Prime Ministers Rishi Sunak’s only comment on this scheme is that used £50 notes are to be given to the failed asylum seekers as it is his belief this is the smallest value bank note produced by the Bank of England and it is not cost effective to fill a Tornado with £2 coins.  

Nadine Dorries not doing MP’s job properly, says Sub Prime Rishi Sunak

Prime minister Rishi Sunak told journalists from the News of the World ‘Nadine Dorries’s constituents are not being properly represented’, the former culture secretary ‘isn’t doing her job properly’.

“I should recognise incompetence, given its something I do well” said the Prime Mister to the group of year 7 students who he’d mistook for journalists representing a now defunct newspaper.
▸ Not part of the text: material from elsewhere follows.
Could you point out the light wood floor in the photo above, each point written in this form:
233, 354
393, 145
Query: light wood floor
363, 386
He later revealed his governmental email password to be ‘Rishi1234’ in response to a question for something he’d done which was really stupid in 2023.

Nadine Dorris announced in June she was standing down as MP for Mid Bedfordshire with immediate effect and Mr Sunak was surprised to hear she was still an MP, ’Is she, that’s not good is it, you’d think she’d do what she said she’d do…but who am I to speak?’ he told the students before acknowledging that the Conservative Party would be using ChatGPT to write the 2024 manifesto.  

Ms Dorries, whose salary as an MP is £86,584,has not spoken in the Commons since June 2022,  Rishi Sunak admitted that he wished he had a similar record.  He also expressed a wish he’d never appeared on Countdown last week, the former Chancellor of the Exchequer telling Colin Murry he’d no idea how to reach the target score of 500 with the numbers 5, 100, 10, 4 and 1.

A Boris Johnson loyalist Ms Dorries accused Mr Sunak of removing her name from the former PM’s resignation honours list but Rishi Sunak has refuted this stating Boris Johnson desired for Andy Pandy, Andy Grey, Andy Peters and Andy Bell to be elevated to the Lords with Ms Doris was to become a knight of the Kingsguard, Boris Johnson having mistaken ‘A Game of Thrones’ with reality and given numerous allies various fictional honours. Jacob Reece Mogg was more then happy to be the Hand of the Former Prime Minister, personally ensuring Mr Johnson had suitable stress relief during the comings and goings of life post parliament.